Fig 3. Primary Mtb infection reduces bacterial burden in secondary challenge granulomas, while boosted BCG has no effect on early granuloma bacterial burden.

(a, b) Size (mm, by CT) and inflammation (as measured by [¹⁸F]-FDG avidity via standard uptake value, SUV) for library B (for naïve and reinfection macaques) or Mtb (for BCG+H56 and unvaccinated controls) granulomas. (c) CFU of Mtb library B granulomas from naïve (blue) and reinfection (red) macaques and 5–6 week granuloma CFU in boosted BCG (green) and unvaccinated control (purple) macaques challenged with Mtb Erdman. For a, b, and c, each symbol is a granuloma, p < 0.0001, Kruskal-Wallis tests, Dunn’s multiple comparison adjustment was used and adjusted p-values are reported in the figure above corresponding comparisons. All granulomas from N = 6 macaques (naïve); N = 7 macaques (reinfection); N = 6 BCG+H56 macaques; N = 6 unvaccinated macaques are represented. (d) Left panel: Number of thoracic lymph nodes from each macaque which were CFU+ for Mtb library B. Right panel: Number of thoracic lymph nodes from unvaccinated or BCG+H56 vaccinated CFU+ positive for Mtb at 5–6 weeks post-infection. N = 6 (naïve), N = 8 (reinfection), and N = 6 (unvaccinated). Each symbol is a macaque, Mann-Whitney test p-values reported in figure.
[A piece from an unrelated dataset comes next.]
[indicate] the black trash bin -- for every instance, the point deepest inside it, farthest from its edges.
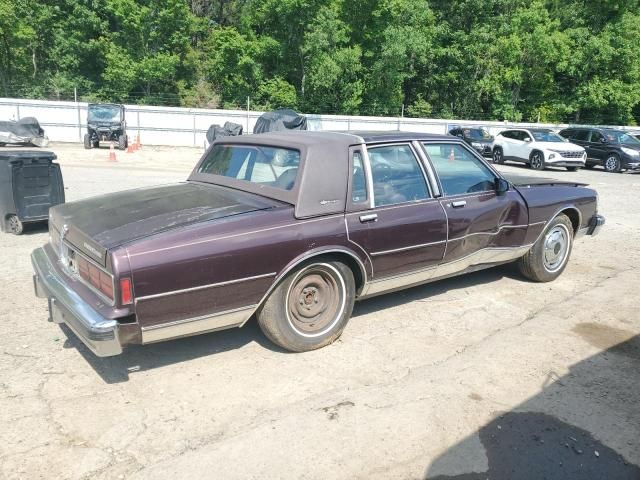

Fig 4. Reinfection challenge strain granulomas have elevated IL-10 T cell responses.

Granuloma T cell responses by intracellular cytokine staining and flow cytometry from naïve and reinfection animals. N = 26 (naïve), N = 34 (library A, reinfection), and N = 7 (library B, reinfection). Each dot is a granuloma, Kruskal-Wallis test, Dunn’s multiple comparison adjustment was used and adjusted p-values are reported.

Fig 5. Reinfection challenge strain granulomas have reduced levels of pro-inflammatory cytokines and chemokines.

Supernatants from library B granulomas from naïve or reinfection macaques were assessed for cytokine and chemokines. N = 27 (naïve) and N = 12 (reinfection). Each dot is a granuloma, p < 0.05–0.0001, Mann-Whitney test.